Guido Quaranta, l’Espresso 19/9/2014, 19 settembre 2014
QUANTO SEI ANTICO, CESARE
Ha i capelli irti, a spazzola, e un viso ottocentesco, incorniciato da barba e baffi sale e pepe. Di solito indossa abiti scuri e cravatte a maglina, non più di moda. E, quando compare in qualche talk show televisivo, assume una postura un po’ rigida, mostra un’aria seriosa e si esprime con un eloquio alquanto forbito.
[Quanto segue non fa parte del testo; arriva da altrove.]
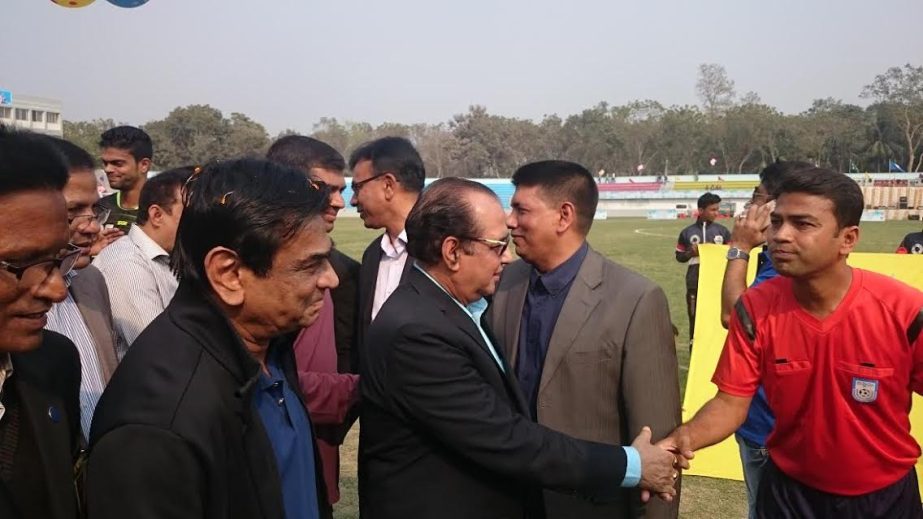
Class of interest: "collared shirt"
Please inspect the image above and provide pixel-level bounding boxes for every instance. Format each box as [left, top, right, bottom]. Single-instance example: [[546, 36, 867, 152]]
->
[[253, 349, 320, 519], [45, 271, 106, 439], [93, 225, 178, 359], [516, 242, 589, 419], [0, 353, 13, 420], [516, 242, 641, 488], [414, 264, 506, 372], [372, 230, 407, 321]]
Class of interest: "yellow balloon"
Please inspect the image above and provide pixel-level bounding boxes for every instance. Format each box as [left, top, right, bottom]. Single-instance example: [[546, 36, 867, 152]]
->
[[51, 0, 96, 8]]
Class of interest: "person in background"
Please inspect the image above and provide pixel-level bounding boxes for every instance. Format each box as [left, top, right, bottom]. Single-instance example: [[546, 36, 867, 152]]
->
[[93, 166, 195, 350], [721, 161, 814, 519], [99, 126, 154, 234], [46, 137, 123, 439], [676, 193, 731, 348]]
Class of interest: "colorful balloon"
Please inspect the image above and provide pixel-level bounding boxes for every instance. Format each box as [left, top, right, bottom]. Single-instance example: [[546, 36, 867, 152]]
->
[[106, 0, 147, 8], [51, 0, 96, 8]]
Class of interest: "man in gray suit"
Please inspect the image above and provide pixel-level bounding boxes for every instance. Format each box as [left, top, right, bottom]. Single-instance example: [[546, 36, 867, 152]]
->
[[488, 161, 680, 519], [46, 138, 121, 439]]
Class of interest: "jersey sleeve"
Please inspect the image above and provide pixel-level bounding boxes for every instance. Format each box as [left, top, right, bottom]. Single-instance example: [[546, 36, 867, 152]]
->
[[712, 298, 762, 397], [907, 308, 923, 395]]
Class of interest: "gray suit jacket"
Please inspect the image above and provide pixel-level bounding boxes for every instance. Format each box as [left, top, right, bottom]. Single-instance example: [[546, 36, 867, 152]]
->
[[487, 248, 680, 519], [70, 265, 119, 383]]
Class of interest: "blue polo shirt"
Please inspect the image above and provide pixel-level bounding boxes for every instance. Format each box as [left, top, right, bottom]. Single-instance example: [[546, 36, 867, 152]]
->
[[737, 251, 779, 446], [253, 348, 320, 519]]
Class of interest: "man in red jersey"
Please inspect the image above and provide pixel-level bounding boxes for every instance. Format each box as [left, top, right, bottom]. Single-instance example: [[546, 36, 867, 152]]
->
[[662, 169, 923, 519]]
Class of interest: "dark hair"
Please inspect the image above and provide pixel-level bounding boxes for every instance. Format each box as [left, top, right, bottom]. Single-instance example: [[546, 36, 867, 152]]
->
[[773, 168, 865, 229], [698, 193, 721, 209], [266, 135, 346, 173], [513, 160, 599, 235], [349, 137, 426, 193], [136, 166, 198, 225], [760, 160, 814, 195], [99, 126, 154, 161], [48, 137, 96, 173], [404, 177, 500, 266], [174, 159, 329, 289], [0, 124, 67, 196]]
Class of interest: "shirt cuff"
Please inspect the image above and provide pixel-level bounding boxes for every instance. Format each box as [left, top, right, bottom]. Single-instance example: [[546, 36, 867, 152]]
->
[[621, 447, 641, 488]]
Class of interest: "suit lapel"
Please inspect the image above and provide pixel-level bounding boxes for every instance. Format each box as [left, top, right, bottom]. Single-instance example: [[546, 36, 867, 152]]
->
[[538, 249, 603, 393], [13, 377, 79, 519], [409, 269, 503, 374]]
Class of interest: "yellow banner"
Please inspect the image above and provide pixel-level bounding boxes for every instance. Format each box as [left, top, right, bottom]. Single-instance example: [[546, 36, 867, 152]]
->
[[683, 245, 923, 488]]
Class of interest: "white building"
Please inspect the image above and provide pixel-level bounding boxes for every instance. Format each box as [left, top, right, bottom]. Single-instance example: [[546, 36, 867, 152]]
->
[[0, 88, 64, 137]]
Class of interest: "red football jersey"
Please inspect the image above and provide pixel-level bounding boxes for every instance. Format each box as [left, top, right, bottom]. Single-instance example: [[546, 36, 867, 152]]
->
[[712, 269, 923, 496]]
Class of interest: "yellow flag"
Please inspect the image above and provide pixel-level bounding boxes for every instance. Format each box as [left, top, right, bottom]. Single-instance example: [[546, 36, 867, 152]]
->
[[683, 245, 923, 495]]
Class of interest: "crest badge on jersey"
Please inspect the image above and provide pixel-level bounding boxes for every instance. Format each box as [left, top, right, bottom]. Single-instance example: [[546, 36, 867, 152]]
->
[[852, 377, 878, 404]]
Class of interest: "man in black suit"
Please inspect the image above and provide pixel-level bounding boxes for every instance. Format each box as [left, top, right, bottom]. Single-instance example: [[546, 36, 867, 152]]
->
[[87, 159, 337, 519], [359, 178, 678, 519], [349, 137, 426, 362], [0, 126, 81, 519]]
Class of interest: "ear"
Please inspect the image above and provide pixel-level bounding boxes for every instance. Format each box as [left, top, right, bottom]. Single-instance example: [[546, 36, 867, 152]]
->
[[556, 202, 577, 233], [442, 236, 463, 272], [147, 204, 164, 227], [205, 247, 244, 306], [138, 158, 151, 175], [381, 173, 398, 201], [840, 225, 859, 256]]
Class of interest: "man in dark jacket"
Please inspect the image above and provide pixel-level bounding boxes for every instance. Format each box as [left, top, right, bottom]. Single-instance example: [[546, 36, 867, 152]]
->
[[87, 160, 338, 519], [0, 126, 81, 519]]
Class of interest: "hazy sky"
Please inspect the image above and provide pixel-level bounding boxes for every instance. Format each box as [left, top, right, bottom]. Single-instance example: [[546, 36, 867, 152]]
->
[[0, 0, 923, 134]]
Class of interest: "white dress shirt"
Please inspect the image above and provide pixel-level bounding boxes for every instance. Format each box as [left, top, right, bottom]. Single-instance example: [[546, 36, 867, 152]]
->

L’onorevole Cesare Damiano (66 anni, di Cuneo, lunga carriera nella Cgil, ex ministro del Lavoro) non è, o non sembra, un deputato degli anni Duemila, come molti dei suoi colleghi che, per esempio, arrivano a Montecitorio trainando un trolley o con un borsone sulle spalle: in aula sembra, piuttosto, il busto marmoreo di se stesso, un politico d’altri tempi, degno di decorare gli ombrosi vialetti del Pincio o destinato a illustrare una galleria di ritratti d’antan (ho persino il sospetto che provi una certa nostalgia per le signore in veletta, le galosce e le operette di Strauss). Prossimo ai 70 e tendenzialmente un conservatore, Damiano ha l’aria vagamente malinconica del militante che si sente un po’a disagio anche nel partito, completamente rinnovato dal segretario Matteo Renzi: credo, infatti, che ne rimpianga il vecchio frasario e ne disdegni le veloci slides. Quasi un sopravvissuto, insomma, ma in finanziera grigia e col solino al collo, da vero gentiluomo piemontese.